Dante stopped, jaw tight. Emmett was right. Confronting the rogues would play into Hector's hands. Give him ammunition to claim Hollow Oak's Council was aggressive and unwelcoming to traditional pride values.
But letting them prowl around Maeve's tavern unchallenged made his lion snarl with territorial fury.
"Fine," he said. "I'm turning back. But someone needs to guard the Silver Fang. They're testing her defenses."
"I'll talk to Callum. We'll set up patrols." Emmett paused. "You sound pissed."
"I am pissed. They were here while we were snowed in. While Maeve was vulnerable."
He ended the call and stood in the woods, staring at tracks that led toward the lake. Toward wherever Hector's people camped between reconnaissance missions. Toward a fight he wanted desperately to finish but couldn't engage without making everything worse.
Time was running out.
Hector was escalating, bringing rogues closer, testing boundaries, building toward something Dante couldn't quite see yet. The Council meeting tomorrow would expose his conspiracy. Would destroy his petition and get his people expelled.
But until then, Maeve was vulnerable. And she'd made it clear she didn't want Dante's protection by running the moment he fell asleep.
His phone buzzed again. A text this time, from an unknown number.
Stay away from Hollow Oak. Final warning.
No signature. No identification. But Dante knew who'd sent it.
Hector, making his play. Trying intimidation now that sabotage wasn't working fast enough.
Dante pocketed his phone. Threats wouldn't work. Neither would warnings. He'd come too far, invested too much, changed too deeply to walk away now.
Even if Maeve wanted him to.
Even if waking alone proved she wasn't ready to trust what they'd built.
He turned back toward town, leaving the rogue tracks behind. The sun climbed higher, turning snow into blazing white that hurt to look at. Hollow Oak slowly woke, people emerging to dig out driveways and clear paths.
Normal life resuming after the storm.
Except nothing felt normal. Not with Maeve's absence or the rogue lions prowling around her territory. Not with Hector's threat sitting in his phone.
Tomorrow they'd take evidence to Varric. Tomorrow they'd destroy Hector's plans.

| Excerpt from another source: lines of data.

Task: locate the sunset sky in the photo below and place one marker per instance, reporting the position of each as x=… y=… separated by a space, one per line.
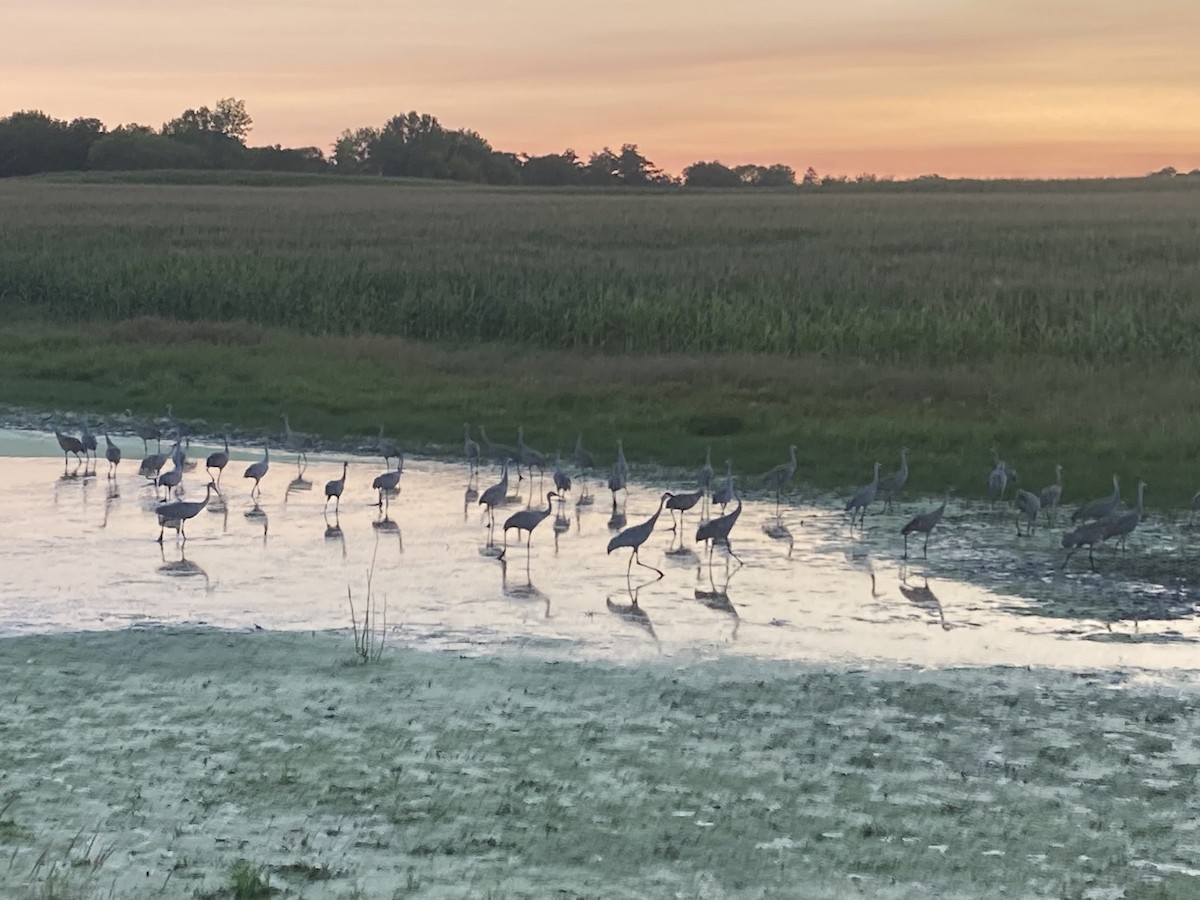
x=1007 y=88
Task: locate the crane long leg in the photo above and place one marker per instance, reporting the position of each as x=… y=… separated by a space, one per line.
x=645 y=565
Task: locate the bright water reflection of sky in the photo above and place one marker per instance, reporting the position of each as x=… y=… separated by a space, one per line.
x=79 y=555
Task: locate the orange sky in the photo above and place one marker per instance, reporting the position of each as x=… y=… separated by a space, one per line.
x=1000 y=88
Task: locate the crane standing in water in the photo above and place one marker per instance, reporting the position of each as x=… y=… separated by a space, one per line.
x=179 y=511
x=217 y=461
x=636 y=535
x=526 y=521
x=113 y=454
x=780 y=477
x=924 y=523
x=718 y=529
x=334 y=489
x=257 y=471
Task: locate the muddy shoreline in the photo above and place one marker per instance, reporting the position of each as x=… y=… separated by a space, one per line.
x=150 y=761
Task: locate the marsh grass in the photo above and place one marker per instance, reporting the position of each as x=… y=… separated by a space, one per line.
x=371 y=635
x=532 y=779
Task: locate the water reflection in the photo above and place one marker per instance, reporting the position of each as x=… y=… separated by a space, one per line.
x=184 y=568
x=777 y=531
x=384 y=525
x=617 y=520
x=631 y=612
x=297 y=485
x=334 y=533
x=718 y=598
x=923 y=598
x=521 y=591
x=258 y=515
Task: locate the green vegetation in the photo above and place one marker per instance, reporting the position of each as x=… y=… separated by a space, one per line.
x=432 y=773
x=1060 y=325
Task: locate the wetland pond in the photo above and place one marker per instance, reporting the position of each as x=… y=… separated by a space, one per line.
x=81 y=555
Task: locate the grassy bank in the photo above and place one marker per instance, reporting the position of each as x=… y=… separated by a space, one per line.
x=136 y=761
x=667 y=408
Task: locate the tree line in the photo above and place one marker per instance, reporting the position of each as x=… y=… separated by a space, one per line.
x=414 y=144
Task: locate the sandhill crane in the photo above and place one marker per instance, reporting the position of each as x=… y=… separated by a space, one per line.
x=300 y=444
x=1029 y=504
x=1121 y=526
x=153 y=465
x=147 y=431
x=635 y=537
x=1086 y=535
x=496 y=495
x=1009 y=472
x=863 y=498
x=335 y=487
x=527 y=456
x=718 y=529
x=180 y=511
x=1102 y=508
x=997 y=480
x=616 y=483
x=497 y=453
x=169 y=480
x=88 y=439
x=562 y=480
x=388 y=483
x=257 y=471
x=924 y=523
x=70 y=445
x=471 y=449
x=683 y=502
x=723 y=495
x=113 y=454
x=1051 y=495
x=892 y=484
x=388 y=449
x=527 y=520
x=217 y=461
x=780 y=477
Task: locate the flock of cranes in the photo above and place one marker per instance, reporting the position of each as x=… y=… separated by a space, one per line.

Tonight he'd figure out how to prove to her that leaving his side was the worst choice she could make.
That they were stronger together than apart that the mate bond humming between them wasn't something to run from but something to fight for.
His lion settled, purpose replacing frustration. One crisis at a time. Stop Hector first. Win Maeve's trust second.
Though lately those goals felt more connected than separate.
Like saving her tavern and winning her heart were two sides of the same fight.
And Dante Deleuve had never been good at losing.